What is the Next Step for Scaling in the Era of RL for LLM?
When the redundant designs we added in the pre-LLM era have been deleted by the bitter lesson, we are ready to scale up. In the era of RL for LLM, what should be the next scaling up?
Towards General Reasoning
- I've been following recent developments on Agents and the line of work on Incentive Training for Reasoning sparked by DeepSeek. A few days ago, the release of Kimi K2 caught my attention, particularly its section on general reasoning:
Going beyond verifiable rewards, our general RL system uses a self-judging mechanism where the model acts as its own critic, providing scalable, rubric-based feedback for non-verifiable tasks.
- It was at this moment that I realized the dots from the recent papers I had been reading started to connect—just as Steve Jobs once said, “You can't connect the dots looking forward; you can only connect them looking backwards. So you have to trust that the dots will somehow connect in your future.”
- This post organizes those thoughts, as illustrated in the diagram above: the scaling of large models has never stopped—we have continued to scale up the knowledge and capabilities learned from next token prediction, in various ways and from different angles.
Next Token Prediction
- At the top, Next token prediction is all you need. A
general consensus seems to be that knowledge is primarily acquired
during pretraining. Post-training mainly serves to steer/incentivize
capabilities. Continuing pretraining remains the preferred way to encode
knowledge into the model. Trying to add/edit/delete knowledge during
post-training is extremely challenging, and research on knowledge
editing has remained relatively toy-level.
Knowledge Is Stored Messily in LLMs
- Once we clarify the roles of pretraining and post-training, we find that both are worth scaling. When the scaling of pretraining hits a bottleneck, OpenAI proposed inference-time scaling—which actually relies on post-training to elicit capabilities. In this sense, it is really scaling up post-training.

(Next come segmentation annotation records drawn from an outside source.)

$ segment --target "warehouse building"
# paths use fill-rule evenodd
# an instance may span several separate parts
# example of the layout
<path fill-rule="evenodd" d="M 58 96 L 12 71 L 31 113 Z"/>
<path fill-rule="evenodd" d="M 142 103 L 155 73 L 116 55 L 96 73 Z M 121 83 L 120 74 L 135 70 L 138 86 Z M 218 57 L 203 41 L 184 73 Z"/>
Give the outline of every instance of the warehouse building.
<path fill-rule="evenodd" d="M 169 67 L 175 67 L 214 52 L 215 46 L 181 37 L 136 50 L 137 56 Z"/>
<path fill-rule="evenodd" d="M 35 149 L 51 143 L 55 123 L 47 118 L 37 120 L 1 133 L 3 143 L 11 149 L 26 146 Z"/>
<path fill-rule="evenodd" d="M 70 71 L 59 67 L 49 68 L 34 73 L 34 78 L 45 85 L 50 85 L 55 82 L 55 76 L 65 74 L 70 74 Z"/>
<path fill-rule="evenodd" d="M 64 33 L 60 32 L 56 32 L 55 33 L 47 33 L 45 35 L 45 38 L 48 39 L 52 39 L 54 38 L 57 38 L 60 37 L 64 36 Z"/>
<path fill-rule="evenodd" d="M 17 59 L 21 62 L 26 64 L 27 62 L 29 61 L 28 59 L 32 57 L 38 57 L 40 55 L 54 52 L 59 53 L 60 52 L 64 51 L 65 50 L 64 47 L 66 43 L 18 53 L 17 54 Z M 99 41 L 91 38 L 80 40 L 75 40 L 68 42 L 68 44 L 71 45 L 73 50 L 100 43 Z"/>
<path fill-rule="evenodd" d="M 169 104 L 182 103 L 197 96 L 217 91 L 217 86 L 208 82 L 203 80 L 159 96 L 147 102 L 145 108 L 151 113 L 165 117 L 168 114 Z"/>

Scaling Up Human Feedback with Reward Models
- Moving to the lower left is the RLHF path proposed by OpenAI. Besides highlighting the importance of human feedback (beyond objective correctness, there's also the distinction between hard-to-verify good vs bad), I believe it importantly demonstrates how reward models can be used to scale up human feedback. It's unrealistic to have humans annotate massive amounts of model rollouts, but we can use a small amount of high-quality human data to train a reward model, which can then provide feedback at scale for policy model rollouts. This is essentially a tradeoff: sacrificing precision (human-labeled quality) for quantity (reward model scalability). A reward model trained on a small dataset is sufficient to guide a strong policy—because posing a question is easier than solving it (Discriminator-Generator Gap). Once this cold start is done, OpenAI productized it (ChatGPT), enabling continuous data collection and spinning up a data flywheel.
Verifiable Rewards
- Moving rightward, we see RLVR—DeepSeek’s exploration of end-to-end
RL with outcome rewards, undertaken in the broader effort to replicate
OpenAI’s o1 model. DeepSeek’s work has offered me three insights:
- From DeepSeekMath to DeepSeekR1, it showed that when the pretrained checkpoint is strong enough, RL still has enormous potential—not only can it solve math proofs, it can also elicit general reasoning capabilities;
- Simple, rule-based rewards can directly be used to train language models. This expands the range of possible environments for RL with LLMs, enabling them to serve as general-purpose models across tasks;
- With GRPO/Rule Reward, DeepSeek removed the need for a critic model and a reward model, making the approach extremely simple. The early media narrative focused on lower costs, but I believe the greater potential lies in higher efficiency scaling.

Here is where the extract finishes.